Het verstrekken van subsidie is een instrument dat ingezet wordt om derden op vrijwillige basis aan te zetten tot emissiereductie van diffuse bronnen.
Op welke wijze het dagelijks bestuur omgaat met zijn bevoegdheid om subsidie te verlenen is in deze beleidsregel vastgelegd. De Algemene wet bestuursrecht bepaalt dat het dagelijks bestuur handelt overeenkomstig de beleidsregel tenzij dat voor een of meer belanghebbenden een onevenredig nadeel zou opleveren.
Deze beleidsregel is van toepassing op aanvragen om subsidie ingevolge artikel 2.1 van de Subsidieverordening.
In dit artikel is nadere uitleg gegeven aan de omschrijving van de activiteiten waarvoor subsidie wordt verstrekt.
De activiteiten zijn bovenwettelijk.
Met de term “bovenwettelijke activiteiten” is bedoeld dat de activiteiten waarvoor subsidie is aangevraagd niet al verplicht zijn op grond van bestaande wet- of regelgeving.

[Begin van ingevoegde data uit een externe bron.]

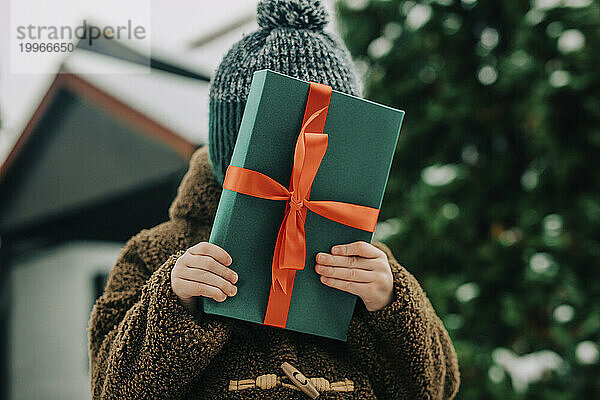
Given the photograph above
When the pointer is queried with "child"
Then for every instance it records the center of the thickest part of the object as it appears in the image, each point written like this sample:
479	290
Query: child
148	341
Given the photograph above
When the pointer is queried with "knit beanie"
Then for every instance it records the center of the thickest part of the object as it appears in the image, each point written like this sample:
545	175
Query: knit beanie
290	40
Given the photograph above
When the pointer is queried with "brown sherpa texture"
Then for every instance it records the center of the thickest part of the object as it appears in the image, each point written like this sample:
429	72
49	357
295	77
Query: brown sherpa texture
145	345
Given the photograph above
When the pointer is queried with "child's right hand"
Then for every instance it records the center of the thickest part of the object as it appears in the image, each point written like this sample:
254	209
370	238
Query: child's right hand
202	271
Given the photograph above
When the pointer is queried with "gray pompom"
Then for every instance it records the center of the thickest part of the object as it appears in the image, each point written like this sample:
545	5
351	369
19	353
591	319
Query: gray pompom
298	14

Met bestaande wet- en regelgeving is hier tevens bedoeld wetsvoorstellen en andere ontwerp regelgeving die, op het moment van indienen van de aanvraag, in alle redelijkheid bekend mogen worden verondersteld bij het publiek of bij de aanvrager van de subsidie.

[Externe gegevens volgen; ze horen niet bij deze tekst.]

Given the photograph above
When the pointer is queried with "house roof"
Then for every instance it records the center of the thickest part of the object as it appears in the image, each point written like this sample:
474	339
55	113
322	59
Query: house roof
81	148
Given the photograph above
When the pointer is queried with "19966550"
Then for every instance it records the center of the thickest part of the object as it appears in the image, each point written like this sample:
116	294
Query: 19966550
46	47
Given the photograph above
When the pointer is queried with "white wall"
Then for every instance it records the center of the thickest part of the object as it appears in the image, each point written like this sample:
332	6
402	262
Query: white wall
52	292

In ieder geval wordt uitgegaan van bekendheid bij de aanvrager van de subsidie wanneer de ontwerp wet- of regelgeving met toepassing van de Algemene wet bestuursrecht ter inzage is gelegd.

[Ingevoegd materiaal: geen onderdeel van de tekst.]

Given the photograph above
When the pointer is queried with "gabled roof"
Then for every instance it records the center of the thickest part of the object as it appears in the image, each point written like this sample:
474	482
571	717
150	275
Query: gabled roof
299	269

Hoewel de term “diffuse bronnen” vaak wordt gebruikt, is het beter te spreken van “bronnen van diffuse verontreiniging”. Het gaat hier om bronnen die meestal ontstaan zijn door menselijk handelen, zoals slijtage van autobanden op de weg, het langzaam oplossen van zink in dakgoten (uitloging), of het verwaaien van bestrijdingsmiddelen. Deze verontreinigingen komen vaak via uit- en afspoeling van regenwater heel verspreid (diffuus) in het oppervlaktewater terecht.
De activiteiten moeten bijdragen aan de vermindering van emissies van probleemstoffen.
Het rendement van de activiteiten moet voldoende zijn. Activiteiten moeten voldoende effect hebben in relatie tot de hoogte van de te verstrekken subsidie. Hiermee is bedoeld dat het beoogde resultaat van de activiteiten in een redelijke verhouding staat tot het gevraagde subsidiebedrag. De subsidieaanvrager geeft bij zijn aanvraag een inschatting van de te verwachten effecten. Dit kan bijvoorbeeld in de vorm van verwachte emissiereducties of vergroting van de opname van stoffen in de bodem of in planten.
In aanvulling op artikel 2.1 van de Subsidieverordening worden bij de beoordeling van een aanvraag om subsidie in ieder geval onderstaande criteria betrokken:
Activiteiten worden voortgezet. Het is de bedoeling van de subsidieaanvrager om de activiteiten, na uitvoering met subsidie, ook zonder subsidie voort te zetten. Bij de beschrijving van de activiteiten en de daarmee te bereiken doelstellingen en resultaten geeft de subsidieaanvrager aan op welke wijze de activiteiten zonder subsidie kunnen worden voortgezet.
De activiteiten kunnen op grotere schaal worden uitgevoerd binnen het beheersgebied.De activiteiten kunnen naar redelijke verwachting ook op grotere schaal worden toegepast. Uit de aanvraag om de subsidie moet blijken dat er nagedacht is over mogelijkheden om de activiteiten ook door andere (gelijksoortige) bedrijven of ondernemingen uit te voeren, nadat is komen vast te staan dat de activiteiten een positief resultaat hebben.
Geen subsidie wordt verstrekt voor activiteiten die in strijd zijn of mogelijk in strijd komen met het overige beleid van het waterschap.